The lighthouse's wooden tower was replaced by a reinforced concrete octagonal tower in 1955 as part of a program to modernize navigation aids. The new 14 m tower was built to a standardized design requiring minimal maintenance. Until 1969, the lighthouse was successively staffed by six keepers and their families.
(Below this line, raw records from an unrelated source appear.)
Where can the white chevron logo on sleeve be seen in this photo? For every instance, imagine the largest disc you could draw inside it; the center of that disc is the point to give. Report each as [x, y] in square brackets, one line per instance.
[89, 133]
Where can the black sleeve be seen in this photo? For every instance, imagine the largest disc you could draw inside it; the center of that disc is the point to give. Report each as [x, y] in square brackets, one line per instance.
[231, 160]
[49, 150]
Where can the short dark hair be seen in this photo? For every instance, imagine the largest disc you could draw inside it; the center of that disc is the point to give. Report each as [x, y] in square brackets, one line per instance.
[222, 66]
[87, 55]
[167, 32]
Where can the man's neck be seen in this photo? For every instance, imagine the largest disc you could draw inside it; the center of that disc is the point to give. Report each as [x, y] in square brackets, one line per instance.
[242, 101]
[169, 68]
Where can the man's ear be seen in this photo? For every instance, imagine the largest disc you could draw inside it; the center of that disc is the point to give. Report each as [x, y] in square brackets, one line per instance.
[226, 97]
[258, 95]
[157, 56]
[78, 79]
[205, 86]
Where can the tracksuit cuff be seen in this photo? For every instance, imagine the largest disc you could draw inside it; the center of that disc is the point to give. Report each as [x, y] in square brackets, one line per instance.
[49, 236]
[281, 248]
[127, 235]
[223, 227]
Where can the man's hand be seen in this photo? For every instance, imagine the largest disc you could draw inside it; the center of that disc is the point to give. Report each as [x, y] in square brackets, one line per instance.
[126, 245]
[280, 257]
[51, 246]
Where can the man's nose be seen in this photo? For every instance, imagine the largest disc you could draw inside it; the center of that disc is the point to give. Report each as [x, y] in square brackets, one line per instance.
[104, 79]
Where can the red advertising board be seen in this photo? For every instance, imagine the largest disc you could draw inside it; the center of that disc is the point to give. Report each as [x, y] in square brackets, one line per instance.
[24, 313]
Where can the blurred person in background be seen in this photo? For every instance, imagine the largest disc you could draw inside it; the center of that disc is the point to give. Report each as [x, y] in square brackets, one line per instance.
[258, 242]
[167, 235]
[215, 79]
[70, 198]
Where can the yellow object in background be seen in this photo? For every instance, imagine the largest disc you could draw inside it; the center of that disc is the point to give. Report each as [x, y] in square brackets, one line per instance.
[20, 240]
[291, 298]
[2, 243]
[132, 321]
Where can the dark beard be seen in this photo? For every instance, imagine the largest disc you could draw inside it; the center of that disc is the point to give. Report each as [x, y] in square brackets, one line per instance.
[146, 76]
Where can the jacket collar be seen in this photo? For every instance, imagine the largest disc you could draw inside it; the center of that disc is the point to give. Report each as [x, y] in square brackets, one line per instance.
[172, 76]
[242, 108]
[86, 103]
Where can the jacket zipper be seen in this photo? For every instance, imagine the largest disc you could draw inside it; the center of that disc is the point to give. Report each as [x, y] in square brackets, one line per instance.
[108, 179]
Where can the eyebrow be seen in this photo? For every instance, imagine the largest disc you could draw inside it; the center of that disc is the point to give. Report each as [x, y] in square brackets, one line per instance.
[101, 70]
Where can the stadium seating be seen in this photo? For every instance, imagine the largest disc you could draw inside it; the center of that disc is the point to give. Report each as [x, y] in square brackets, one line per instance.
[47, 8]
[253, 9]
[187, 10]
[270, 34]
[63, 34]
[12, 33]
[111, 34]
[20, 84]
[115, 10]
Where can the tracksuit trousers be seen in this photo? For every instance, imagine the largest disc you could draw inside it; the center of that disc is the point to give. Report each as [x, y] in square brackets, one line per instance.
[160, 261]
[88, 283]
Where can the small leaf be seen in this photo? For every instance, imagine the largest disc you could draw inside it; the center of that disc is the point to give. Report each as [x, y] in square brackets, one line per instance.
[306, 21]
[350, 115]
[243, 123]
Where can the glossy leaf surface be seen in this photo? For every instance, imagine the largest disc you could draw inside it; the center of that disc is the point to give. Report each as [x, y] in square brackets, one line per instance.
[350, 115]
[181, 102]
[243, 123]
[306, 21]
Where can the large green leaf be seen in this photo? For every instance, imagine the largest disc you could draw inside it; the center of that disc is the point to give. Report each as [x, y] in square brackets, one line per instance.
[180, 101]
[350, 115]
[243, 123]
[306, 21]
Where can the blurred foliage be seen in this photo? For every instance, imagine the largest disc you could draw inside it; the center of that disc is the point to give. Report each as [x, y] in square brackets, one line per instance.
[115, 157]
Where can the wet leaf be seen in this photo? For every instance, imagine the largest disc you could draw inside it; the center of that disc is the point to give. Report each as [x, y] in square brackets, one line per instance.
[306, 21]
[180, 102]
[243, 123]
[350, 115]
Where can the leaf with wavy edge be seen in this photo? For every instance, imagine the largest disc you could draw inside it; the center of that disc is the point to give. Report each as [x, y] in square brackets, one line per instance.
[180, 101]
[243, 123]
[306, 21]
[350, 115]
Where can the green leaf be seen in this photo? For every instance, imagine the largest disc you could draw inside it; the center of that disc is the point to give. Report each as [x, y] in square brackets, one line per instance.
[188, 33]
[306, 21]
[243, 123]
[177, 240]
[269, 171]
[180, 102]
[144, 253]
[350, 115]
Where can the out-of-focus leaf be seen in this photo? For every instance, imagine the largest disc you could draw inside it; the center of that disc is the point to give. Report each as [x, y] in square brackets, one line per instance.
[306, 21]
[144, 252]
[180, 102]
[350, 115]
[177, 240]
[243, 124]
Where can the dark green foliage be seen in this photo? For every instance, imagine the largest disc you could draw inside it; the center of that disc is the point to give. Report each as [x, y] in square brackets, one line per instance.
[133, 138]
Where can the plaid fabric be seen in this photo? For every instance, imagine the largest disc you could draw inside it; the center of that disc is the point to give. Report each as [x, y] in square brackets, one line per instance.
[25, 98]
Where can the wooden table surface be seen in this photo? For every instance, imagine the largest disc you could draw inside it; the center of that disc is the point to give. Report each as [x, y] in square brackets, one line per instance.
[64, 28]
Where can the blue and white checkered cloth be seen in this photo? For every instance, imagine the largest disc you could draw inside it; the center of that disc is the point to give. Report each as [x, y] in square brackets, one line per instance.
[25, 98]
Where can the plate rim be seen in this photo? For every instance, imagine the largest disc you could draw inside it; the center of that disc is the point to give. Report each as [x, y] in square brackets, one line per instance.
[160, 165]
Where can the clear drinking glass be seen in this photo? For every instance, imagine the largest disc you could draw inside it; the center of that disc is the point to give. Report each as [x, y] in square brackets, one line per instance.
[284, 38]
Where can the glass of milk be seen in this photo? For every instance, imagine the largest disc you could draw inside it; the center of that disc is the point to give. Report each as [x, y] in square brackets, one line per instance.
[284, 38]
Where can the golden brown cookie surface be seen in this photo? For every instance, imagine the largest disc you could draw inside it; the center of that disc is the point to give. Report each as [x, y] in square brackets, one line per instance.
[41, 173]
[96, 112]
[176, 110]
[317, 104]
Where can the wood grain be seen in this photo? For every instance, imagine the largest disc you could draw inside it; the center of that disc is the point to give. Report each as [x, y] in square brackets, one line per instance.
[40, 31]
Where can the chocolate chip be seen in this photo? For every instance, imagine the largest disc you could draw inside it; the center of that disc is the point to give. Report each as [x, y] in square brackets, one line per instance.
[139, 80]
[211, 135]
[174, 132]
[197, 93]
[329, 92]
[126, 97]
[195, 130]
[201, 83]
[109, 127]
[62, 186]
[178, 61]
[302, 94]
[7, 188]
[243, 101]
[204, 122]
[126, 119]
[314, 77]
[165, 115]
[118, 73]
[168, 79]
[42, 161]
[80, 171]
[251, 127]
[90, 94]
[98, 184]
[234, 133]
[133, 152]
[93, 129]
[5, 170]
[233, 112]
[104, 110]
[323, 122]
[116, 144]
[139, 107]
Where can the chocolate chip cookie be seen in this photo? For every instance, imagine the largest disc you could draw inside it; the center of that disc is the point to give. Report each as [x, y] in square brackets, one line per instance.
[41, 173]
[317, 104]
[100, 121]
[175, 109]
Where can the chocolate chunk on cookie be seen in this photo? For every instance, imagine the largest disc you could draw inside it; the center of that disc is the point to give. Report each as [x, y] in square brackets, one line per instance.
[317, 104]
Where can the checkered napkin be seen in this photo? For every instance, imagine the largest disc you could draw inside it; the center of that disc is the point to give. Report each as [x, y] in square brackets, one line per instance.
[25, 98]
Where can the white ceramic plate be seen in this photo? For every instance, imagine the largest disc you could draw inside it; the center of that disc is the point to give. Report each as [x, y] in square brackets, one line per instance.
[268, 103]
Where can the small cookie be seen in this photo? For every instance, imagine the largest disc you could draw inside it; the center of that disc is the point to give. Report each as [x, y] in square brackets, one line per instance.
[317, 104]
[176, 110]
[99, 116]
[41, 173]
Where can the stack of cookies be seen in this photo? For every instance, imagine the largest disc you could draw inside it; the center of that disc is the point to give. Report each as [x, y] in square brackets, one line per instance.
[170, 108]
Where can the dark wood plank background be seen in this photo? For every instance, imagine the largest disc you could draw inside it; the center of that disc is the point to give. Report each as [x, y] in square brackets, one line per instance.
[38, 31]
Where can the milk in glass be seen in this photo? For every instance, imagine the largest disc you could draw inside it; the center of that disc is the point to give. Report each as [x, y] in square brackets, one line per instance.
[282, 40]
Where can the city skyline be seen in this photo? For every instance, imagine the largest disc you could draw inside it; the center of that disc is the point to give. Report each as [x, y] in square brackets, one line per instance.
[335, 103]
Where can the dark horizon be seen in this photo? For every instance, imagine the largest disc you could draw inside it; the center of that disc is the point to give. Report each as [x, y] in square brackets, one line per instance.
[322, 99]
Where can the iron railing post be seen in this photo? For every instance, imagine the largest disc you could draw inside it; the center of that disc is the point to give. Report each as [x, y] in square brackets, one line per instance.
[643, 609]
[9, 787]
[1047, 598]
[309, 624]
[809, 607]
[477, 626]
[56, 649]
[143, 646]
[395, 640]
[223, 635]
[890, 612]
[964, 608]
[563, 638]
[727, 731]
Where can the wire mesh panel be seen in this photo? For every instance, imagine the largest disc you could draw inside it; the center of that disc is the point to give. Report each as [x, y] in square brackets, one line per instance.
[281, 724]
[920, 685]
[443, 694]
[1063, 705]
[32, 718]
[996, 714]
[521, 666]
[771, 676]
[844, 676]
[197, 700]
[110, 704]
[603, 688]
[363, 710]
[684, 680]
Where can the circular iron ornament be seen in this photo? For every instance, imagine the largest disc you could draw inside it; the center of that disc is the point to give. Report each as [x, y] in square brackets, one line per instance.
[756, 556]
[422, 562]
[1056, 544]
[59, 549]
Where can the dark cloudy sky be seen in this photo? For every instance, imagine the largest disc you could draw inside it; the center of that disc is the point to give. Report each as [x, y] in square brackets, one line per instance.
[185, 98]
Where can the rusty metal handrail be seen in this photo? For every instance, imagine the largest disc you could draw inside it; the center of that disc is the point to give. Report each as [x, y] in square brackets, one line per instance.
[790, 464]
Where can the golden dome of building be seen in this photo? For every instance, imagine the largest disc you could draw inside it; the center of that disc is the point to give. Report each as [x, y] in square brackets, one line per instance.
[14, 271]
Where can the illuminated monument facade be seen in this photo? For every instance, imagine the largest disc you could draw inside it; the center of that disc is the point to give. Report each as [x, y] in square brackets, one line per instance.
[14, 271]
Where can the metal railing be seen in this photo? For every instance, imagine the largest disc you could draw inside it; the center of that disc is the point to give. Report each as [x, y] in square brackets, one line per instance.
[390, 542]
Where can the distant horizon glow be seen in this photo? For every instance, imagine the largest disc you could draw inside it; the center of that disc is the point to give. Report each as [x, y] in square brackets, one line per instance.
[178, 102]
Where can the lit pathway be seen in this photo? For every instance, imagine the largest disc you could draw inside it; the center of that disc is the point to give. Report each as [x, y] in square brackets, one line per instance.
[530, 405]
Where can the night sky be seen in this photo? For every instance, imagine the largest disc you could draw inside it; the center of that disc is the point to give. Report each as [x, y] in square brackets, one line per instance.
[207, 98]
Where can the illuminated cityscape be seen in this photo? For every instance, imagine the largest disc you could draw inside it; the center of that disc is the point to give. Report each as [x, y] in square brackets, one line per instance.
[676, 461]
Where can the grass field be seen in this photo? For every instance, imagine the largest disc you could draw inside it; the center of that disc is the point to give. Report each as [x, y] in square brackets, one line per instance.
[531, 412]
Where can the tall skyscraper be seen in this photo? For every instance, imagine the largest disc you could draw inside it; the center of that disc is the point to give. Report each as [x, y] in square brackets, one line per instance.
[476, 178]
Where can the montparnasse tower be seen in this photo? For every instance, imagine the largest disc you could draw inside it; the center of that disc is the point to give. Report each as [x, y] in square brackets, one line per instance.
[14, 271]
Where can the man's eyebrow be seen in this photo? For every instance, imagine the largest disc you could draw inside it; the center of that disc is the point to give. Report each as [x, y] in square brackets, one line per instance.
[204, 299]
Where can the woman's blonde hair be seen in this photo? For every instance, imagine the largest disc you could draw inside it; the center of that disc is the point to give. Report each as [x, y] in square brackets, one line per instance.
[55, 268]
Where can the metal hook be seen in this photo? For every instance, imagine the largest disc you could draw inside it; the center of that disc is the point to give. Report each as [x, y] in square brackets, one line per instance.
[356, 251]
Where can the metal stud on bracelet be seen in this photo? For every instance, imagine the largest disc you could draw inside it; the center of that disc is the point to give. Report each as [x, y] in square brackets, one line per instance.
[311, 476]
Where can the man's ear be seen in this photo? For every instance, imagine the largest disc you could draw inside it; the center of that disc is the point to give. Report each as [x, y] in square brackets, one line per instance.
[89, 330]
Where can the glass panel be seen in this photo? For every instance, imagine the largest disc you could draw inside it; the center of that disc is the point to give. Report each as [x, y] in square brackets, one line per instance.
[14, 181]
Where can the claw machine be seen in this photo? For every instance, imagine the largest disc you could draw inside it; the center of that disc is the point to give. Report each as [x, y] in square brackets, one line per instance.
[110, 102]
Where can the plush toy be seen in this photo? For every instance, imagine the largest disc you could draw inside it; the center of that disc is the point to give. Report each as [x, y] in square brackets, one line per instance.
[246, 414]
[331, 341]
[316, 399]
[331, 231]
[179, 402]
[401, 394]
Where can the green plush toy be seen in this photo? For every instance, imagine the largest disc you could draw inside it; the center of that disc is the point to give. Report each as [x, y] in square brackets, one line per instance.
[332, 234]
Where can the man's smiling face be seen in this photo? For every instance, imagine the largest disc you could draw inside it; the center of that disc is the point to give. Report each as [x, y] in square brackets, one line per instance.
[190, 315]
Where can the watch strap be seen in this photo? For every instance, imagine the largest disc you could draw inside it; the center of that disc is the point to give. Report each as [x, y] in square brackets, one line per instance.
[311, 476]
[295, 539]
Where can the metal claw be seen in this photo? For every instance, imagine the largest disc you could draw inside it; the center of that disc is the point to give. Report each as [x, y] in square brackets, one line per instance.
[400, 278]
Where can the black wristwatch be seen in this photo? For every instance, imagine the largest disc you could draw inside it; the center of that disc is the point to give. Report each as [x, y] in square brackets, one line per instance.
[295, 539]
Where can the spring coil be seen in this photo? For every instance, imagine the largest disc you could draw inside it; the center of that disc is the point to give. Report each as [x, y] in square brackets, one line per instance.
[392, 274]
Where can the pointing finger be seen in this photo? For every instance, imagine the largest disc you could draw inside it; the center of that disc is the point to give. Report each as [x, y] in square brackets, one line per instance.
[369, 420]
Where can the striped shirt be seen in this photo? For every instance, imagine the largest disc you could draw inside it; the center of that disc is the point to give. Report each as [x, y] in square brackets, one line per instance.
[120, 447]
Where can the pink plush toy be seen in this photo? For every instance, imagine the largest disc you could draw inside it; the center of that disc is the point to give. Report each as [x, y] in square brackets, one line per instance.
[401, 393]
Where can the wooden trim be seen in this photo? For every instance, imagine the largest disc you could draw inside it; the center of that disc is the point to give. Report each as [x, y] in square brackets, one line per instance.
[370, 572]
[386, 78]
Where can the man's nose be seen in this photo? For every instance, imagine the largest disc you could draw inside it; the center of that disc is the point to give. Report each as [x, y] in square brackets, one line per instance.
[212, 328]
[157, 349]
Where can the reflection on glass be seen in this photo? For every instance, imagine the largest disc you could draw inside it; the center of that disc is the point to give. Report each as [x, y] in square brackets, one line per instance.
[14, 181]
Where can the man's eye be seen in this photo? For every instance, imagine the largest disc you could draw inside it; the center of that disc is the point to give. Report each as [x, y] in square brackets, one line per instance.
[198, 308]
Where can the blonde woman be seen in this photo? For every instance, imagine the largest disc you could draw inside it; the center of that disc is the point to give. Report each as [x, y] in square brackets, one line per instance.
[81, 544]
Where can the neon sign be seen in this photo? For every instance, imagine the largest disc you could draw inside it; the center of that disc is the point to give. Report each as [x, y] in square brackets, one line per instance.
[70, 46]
It seems that they were the first and only inhabitants of the island.

The lighthouse was fully automated in the 1970s and finally closed in 2003.

== Protecting the territory ==
Île aux Œufs comprises four wildlife habitats: the Île aux Œufs heronry (24 ha), the Île aux Œufs waterfowl concentration area (6.3 km^{2}), the Île aux Œufs Nord island or peninsula bird colony (5 ha) and the Île aux Œufs island or peninsula bird colony (14 ha).

On July 5, 1889, the Quebec crown transferred the island, which thus became federal property, to the Department of Marine and Fisheries. The 1996 Bédard Report recommends that the land be returned to its original owner if the Canadian Coast Guard closes the lighthouse. The report also recommended transferring surplus land to the Canadian Wildlife Service, with the aim of transforming the island into a National Wildlife Area.